Sony put out one that used MS-X that stood for Microsoft extended.
Yamaha was another who did the same.
My first computer was a SpectrovideoMS-X that stoll a march on the others by including a 3.5 HD The game I enjoyed was Child Park, Which I can't track down today. Any help would be welcome.
When I worked for a law firm the summer of my 2nd year of law school (1981) the firm had a WANG room. Climate controlled; you had to put things to be typed through a little window. They let me do part of my law review article on it. (I'd started with the law schools TRS-80). You had to climb up onto a little platform with a special seat.
My very first computer was a nameless little thing that had a cassette tape drive and used the TV as a screen. In 1985 we got a IBM, whichever model was before the AT. I too learned BASIC and told my young son that if he ever typed "format" lightning would strike him dead.

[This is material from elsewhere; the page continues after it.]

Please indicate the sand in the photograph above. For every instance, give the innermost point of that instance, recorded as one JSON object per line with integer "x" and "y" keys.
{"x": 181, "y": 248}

But my very first computer experience, indirectly, was in 1967 while my then husband was in grad school. He typed his programs (in Fortan, I think) onto little punch cards and submitted them to what I faultily recall as robed priests at the Stanford Computer Center. I used to go over with him in the middle of the night; there was a priestless reader available where you could run your punch cards through and it would print out whatever was on them. So I would type out letters home on punchcards and then print them. So cool to send letters on wide lined computer paper.
Yes I went to the university of Maryland after my 3 year stint as a
Western Union computer tech. I too had the punch card experience though our assignment was the mondane sort routine in COBOL. Choice was bubble up or push down technique. Wonder if anyone remembers those techniques.
Wang, I fixed some monitors for them way back. Alot of users really had a Wang following, but then Wang sold out or was brought out. Our co. brought out Data 100, so you know we had some old equipment. Does that feel any better? -----Willy ![]()
My first was the 128K Macintosh released in 1984. Yes, the First Mac, one of the more reliable computers I have used. I still have it and will turn it on just to turn it on and see how much has changed from the 1st mac to the iMac and OSX.